U.S. District Judge Myron Thompson issued an expected preliminary injunction temporarily blocking Alabama from enforcing the law that would make performing an abortion a felony in almost all cases. The ruling came after abortion providers sued to block the law from taking effect Nov. 15. The injunction will remain in place until Thompson decides the full case.
"Alabama's abortion ban contravenes clear Supreme Case Court precedent," Thompson wrote in an accompanying opinion. "It violates the right of an individual to privacy, to make choices central to personal dignity and autonomy. It diminishes the capacity of women to act in society, and to make reproductive decisions. It defies the United States Constitution."
Energized by new conservatives on the U.S. Supreme Court, Alabama and other conservative states have attempted to enact new restrictions on abortion in the hopes of getting Supreme Court justices to reconsider Roe v. Wade, the landmark 1973 decision that legalized abortion nationwide.
A number of states attempted to ban abortion once a fetal heartbeat is detected. The Alabama law went further by attempting to ban almost all abortions with no exceptions for cases of rape and incest.
Passed by the Republican-led legislature, the 2019 Alabama Human Life Protection Act would make performing an abortion at any stage of pregnancy a felony punishable by up to 99 years or life in prison for the abortion provider. The only exceptions would be when there is a serious health risk to the mother or the fetus has a lethal anomaly that would cause it to die shortly after birth.
None of the state bans has taken effect. Some have already been blocked, and elsewhere courts are considering requests to put them on hold while legal challenges play out.
"This is not only a victory for the people of Alabama — it's a victory for the entire nation. We said it from the start: this ban is blatantly unconstitutional and we will fight it every step of the way," said Staci Fox, president and CEO of Planned Parenthood Southeast. Planned Parenthood was one of the groups that sued to block the law.
Randall Marshall, executive director of the American Civil Liberties Union of Alabama said the decision was expected.
"Abortion remains legal in Alabama. The state's repeated attempts to push abortion out of reach by enacting unconstitutional laws restricting abortions has already cost taxpayers nearly $2.5 million," Marshall said. "This ill-advised law will cost taxpayers more money."

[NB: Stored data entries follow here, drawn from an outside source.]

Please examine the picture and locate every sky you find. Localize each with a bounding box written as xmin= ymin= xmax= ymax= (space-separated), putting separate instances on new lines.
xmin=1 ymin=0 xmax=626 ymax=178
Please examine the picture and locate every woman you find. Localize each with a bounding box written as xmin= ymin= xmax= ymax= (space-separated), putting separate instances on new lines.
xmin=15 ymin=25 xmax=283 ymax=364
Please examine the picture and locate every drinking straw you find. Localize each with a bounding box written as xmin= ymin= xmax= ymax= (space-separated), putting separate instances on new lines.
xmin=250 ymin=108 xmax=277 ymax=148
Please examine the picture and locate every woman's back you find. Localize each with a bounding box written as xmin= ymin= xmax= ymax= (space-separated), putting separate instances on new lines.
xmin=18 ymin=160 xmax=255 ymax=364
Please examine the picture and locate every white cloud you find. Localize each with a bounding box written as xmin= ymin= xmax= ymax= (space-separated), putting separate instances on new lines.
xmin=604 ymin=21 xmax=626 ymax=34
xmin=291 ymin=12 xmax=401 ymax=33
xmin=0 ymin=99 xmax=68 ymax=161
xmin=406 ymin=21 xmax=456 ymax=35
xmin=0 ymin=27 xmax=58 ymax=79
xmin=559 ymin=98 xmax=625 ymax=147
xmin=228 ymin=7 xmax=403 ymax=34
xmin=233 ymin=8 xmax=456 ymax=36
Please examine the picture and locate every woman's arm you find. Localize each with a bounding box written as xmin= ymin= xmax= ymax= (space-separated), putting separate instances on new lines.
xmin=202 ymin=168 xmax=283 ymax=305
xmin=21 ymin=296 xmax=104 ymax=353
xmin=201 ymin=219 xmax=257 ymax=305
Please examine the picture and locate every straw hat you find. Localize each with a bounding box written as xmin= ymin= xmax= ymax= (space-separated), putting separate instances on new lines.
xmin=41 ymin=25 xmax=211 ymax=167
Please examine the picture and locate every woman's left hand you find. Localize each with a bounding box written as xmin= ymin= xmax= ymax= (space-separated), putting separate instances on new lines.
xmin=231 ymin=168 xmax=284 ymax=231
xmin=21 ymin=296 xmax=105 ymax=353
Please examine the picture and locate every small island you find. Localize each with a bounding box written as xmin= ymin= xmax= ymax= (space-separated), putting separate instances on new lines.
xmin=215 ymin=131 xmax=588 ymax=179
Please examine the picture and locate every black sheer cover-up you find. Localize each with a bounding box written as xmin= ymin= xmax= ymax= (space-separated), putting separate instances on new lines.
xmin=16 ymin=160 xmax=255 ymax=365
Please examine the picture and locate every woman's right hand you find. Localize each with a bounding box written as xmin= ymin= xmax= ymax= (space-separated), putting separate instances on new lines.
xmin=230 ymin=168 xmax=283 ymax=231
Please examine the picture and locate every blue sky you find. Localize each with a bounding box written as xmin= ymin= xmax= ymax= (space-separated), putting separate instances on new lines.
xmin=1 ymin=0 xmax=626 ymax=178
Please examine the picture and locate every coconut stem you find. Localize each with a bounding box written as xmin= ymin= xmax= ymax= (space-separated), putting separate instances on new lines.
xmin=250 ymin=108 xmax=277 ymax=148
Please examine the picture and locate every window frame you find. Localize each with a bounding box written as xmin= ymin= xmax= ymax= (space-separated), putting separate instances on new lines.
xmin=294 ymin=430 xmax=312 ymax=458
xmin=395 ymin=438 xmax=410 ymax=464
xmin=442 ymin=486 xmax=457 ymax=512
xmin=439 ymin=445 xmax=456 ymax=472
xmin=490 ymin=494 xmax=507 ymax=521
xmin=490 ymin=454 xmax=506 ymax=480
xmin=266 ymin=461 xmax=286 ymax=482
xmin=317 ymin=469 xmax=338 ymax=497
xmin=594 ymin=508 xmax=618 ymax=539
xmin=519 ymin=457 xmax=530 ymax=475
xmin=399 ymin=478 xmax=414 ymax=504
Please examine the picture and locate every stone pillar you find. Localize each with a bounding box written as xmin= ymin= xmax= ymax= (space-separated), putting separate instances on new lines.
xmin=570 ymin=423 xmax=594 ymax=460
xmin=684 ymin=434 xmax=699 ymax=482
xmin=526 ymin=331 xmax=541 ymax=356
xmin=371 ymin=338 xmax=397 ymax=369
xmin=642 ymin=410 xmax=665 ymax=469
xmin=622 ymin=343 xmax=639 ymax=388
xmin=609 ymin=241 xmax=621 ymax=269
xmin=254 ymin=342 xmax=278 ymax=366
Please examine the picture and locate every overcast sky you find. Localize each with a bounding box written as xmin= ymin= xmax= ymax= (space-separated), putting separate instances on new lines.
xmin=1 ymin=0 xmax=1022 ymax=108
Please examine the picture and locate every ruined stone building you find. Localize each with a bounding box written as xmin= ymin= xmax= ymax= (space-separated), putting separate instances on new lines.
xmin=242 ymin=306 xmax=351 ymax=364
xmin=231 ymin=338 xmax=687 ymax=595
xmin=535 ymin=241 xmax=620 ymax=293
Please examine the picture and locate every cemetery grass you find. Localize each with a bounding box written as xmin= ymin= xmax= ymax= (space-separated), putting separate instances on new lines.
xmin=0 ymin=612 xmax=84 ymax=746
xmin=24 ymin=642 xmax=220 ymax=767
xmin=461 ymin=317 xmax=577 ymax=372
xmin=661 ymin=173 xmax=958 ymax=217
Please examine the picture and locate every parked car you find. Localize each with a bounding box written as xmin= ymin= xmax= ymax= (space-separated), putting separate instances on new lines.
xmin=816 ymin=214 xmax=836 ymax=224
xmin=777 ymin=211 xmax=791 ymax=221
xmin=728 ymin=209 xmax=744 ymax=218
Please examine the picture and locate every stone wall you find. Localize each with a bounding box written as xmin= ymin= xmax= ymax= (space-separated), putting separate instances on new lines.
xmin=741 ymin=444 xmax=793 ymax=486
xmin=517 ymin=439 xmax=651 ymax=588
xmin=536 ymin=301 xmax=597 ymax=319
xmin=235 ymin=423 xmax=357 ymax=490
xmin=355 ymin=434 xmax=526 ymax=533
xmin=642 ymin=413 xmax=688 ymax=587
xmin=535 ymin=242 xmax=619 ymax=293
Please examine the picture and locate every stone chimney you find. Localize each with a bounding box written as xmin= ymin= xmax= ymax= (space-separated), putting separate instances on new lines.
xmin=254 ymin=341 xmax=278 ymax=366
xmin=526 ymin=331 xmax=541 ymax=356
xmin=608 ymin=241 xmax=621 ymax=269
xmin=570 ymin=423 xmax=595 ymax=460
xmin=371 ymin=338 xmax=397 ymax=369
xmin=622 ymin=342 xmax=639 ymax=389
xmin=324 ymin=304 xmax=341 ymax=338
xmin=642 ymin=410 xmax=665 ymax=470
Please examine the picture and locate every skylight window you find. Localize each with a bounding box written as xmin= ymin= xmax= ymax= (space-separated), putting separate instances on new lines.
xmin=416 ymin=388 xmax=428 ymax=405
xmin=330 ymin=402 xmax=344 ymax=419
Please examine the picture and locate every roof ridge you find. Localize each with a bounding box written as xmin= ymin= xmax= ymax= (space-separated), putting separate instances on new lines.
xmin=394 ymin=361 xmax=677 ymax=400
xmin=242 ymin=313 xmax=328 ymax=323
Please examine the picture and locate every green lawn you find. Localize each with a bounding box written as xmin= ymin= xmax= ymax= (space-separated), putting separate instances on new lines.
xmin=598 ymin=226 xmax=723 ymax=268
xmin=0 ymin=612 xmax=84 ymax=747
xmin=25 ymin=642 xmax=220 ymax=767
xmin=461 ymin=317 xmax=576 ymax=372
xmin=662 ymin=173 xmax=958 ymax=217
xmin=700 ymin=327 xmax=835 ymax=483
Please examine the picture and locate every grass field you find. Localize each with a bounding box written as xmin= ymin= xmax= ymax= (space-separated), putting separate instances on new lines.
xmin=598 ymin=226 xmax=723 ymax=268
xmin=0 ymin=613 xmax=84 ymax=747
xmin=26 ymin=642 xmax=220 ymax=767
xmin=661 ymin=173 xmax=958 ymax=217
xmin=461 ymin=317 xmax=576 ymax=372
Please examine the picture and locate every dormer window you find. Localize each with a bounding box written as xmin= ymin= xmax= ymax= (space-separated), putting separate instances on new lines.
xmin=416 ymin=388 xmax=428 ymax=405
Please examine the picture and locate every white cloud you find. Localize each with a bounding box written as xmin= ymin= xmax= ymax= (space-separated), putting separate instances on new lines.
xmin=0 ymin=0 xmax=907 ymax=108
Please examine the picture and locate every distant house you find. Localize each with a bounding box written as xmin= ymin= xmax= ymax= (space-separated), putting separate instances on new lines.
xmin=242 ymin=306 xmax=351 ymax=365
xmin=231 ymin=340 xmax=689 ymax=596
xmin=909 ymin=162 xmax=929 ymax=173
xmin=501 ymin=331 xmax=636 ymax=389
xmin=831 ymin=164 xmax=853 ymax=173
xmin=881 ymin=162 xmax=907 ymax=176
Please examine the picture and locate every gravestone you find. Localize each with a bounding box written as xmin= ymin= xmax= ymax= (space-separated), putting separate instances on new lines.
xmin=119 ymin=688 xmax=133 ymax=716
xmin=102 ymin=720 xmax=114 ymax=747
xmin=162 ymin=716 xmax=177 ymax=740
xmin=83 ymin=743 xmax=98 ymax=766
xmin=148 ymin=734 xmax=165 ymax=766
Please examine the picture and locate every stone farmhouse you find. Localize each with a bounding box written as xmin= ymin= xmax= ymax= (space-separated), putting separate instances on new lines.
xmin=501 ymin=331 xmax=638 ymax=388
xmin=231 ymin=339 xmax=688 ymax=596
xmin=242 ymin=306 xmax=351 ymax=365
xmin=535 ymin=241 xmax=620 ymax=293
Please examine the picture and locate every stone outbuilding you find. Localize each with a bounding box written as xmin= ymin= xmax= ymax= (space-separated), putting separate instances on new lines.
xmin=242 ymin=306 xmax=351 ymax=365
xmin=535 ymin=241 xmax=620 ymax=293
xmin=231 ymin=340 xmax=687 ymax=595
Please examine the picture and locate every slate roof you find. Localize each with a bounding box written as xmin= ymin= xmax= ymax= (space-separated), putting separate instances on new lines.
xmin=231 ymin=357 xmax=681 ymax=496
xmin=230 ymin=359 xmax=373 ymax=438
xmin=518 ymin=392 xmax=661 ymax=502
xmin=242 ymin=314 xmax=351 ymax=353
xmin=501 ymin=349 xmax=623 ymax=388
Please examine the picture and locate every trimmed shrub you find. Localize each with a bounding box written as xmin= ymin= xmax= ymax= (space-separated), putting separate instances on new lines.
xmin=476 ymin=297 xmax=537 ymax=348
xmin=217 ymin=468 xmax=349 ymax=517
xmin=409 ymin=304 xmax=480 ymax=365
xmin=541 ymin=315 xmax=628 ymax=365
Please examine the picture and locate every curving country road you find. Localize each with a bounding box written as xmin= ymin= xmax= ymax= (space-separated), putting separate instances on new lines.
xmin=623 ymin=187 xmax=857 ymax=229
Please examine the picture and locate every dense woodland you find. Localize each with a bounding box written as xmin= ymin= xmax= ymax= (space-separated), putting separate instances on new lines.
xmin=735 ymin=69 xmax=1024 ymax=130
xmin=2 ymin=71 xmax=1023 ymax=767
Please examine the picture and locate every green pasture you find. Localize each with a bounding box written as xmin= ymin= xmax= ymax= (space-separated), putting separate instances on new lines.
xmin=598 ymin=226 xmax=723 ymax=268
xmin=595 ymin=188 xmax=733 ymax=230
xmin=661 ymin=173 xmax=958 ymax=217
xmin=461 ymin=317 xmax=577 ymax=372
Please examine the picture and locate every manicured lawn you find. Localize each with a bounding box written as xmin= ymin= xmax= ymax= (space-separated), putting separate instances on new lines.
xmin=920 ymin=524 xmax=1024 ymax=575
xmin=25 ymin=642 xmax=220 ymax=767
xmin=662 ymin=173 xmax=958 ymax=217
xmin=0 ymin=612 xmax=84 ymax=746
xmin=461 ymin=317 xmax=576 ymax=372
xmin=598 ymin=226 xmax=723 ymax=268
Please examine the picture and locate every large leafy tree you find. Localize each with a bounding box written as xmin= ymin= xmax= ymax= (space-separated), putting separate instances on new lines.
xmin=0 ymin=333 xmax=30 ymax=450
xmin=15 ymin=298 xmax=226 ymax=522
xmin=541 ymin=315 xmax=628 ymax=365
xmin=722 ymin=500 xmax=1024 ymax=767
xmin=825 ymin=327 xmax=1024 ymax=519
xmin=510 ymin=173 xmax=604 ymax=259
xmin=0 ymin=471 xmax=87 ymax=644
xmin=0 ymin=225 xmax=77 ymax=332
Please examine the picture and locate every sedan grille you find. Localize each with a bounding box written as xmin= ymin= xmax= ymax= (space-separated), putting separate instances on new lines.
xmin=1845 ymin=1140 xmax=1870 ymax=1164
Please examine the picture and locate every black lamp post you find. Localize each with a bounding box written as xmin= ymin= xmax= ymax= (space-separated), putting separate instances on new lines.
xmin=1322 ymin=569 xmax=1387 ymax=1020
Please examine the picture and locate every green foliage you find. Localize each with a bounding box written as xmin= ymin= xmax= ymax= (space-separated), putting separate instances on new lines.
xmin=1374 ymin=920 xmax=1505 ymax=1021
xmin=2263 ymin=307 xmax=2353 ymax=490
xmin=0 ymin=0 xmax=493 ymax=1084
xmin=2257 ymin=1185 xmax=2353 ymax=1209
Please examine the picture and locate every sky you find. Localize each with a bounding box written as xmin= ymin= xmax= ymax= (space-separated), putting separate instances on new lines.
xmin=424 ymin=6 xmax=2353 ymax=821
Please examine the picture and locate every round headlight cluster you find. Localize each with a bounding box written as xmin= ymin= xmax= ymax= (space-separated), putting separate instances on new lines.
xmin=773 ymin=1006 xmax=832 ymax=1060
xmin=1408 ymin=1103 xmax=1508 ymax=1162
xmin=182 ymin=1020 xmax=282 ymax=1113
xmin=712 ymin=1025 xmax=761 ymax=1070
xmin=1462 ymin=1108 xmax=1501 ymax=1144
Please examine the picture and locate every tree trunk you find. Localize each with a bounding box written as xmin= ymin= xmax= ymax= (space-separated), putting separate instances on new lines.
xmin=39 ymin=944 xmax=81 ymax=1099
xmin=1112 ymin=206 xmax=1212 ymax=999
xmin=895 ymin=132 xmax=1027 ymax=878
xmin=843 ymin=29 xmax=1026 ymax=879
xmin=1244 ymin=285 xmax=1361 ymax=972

Supporters of the Alabama law have also said they anticipated the action but hope to eventually convince the U.S. Supreme Court to roll back abortion rights. Alabama Republican Rep. Terri Collins, who sponsored the ban, said the ruling "is merely the first of many steps on that legal journey."
"As we have stated before, the state's objective is to advance our case to the U.S. Supreme Court where we intend to submit evidence that supports our argument that Roe and Casey were wrongly decided and that the Constitution does not prohibit states from protecting unborn children from abortion," Alabama Attorney General Steve Marshall said in statement.
In a measured statement, Alabama Gov. Kay Ivey said the ban reflects Alabamians beliefs, but that she also supports the "rule of law."
"This legislation passed with overwhelming support in the Alabama Legislature and was signed into law as a testament to Alabamians' longstanding belief that every human life is sacred. We must continue doing all we can to protect life," Ivey said.